The exact value, every way you need it

A Unix timestamp is a single integer: the count of seconds elapsed since the Unix epoch (midnight UTC on January 1, 1970), ignoring leap seconds. The value 2,147,483,647 seconds is the same instant as 2,147,483,647,000 milliseconds — the form most programming languages expect, since JavaScript, Java, and many databases store time in milliseconds. Written out in full it is Tuesday, January 19, 2038 at 03:14:07 UTC, which is a Tuesday. In the two most common machine-readable formats it is 2038-01-19T03:14:07Z (ISO 8601) and Tue, 19 Jan 2038 03:14:07 +0000 (RFC 2822). All of these describe one and the same moment in time; they differ only in notation.

How to convert 2147483647 in code

Turning this timestamp into a human-readable date takes a single expression in most languages. In JavaScript, remember to multiply by 1000 because Date works in milliseconds: new Date(2147483647 * 1000).toUTCString().
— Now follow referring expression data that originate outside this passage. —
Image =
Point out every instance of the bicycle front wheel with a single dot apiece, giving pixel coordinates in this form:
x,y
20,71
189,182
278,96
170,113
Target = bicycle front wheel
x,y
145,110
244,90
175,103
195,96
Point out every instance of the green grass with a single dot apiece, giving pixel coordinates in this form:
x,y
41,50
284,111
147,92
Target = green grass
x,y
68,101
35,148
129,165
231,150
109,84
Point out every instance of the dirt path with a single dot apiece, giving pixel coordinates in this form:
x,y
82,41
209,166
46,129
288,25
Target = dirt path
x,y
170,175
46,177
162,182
Here are the equivalents in three common environments:

// JavaScript
const ts = 2147483647;
const date = new Date(ts * 1000);   // JS uses milliseconds
console.log(date.toUTCString());    // Tue, 19 Jan 2038 03:14:07 GMT
console.log(date.toISOString());    // 2038-01-19T03:14:07Z
# Python 3
from datetime import datetime, timezone
ts = 2147483647
print(datetime.fromtimestamp(ts, tz=timezone.utc))
# 2038-01-19 03:14:07+00:00
# Bash / GNU date
date -u -d @2147483647
# Tue, 19 Jan 2038 03:14:07 UTC

# macOS / BSD date
date -u -r 2147483647

If you would rather not write code at all, the Epoch Converter is pre-loaded with 2147483647 so you can see it converted instantly and tweak the value live.

How long ago (or how far away) is it?

The headline near the top of this page updates every time you load it, computing the gap between 2147483647 and your current clock in real time so it never goes stale. To measure the span between this timestamp and any other date precisely — in years, months, weeks, days, or business days — use the Date Duration Calculator. To watch a future moment tick down second by second, the Countdown Timer can target this exact instant.

Why timestamps matter

Storing time as a plain integer of seconds is wonderfully unambiguous: there is no time zone, no daylight saving, and no locale to misinterpret. Two servers anywhere on Earth agree on what 2147483647 means. That is why logs, databases, JWTs, file metadata, and APIs lean on Unix time so heavily. The trade-off is that the number is not human-friendly at a glance — which is exactly the gap a reference like this page fills.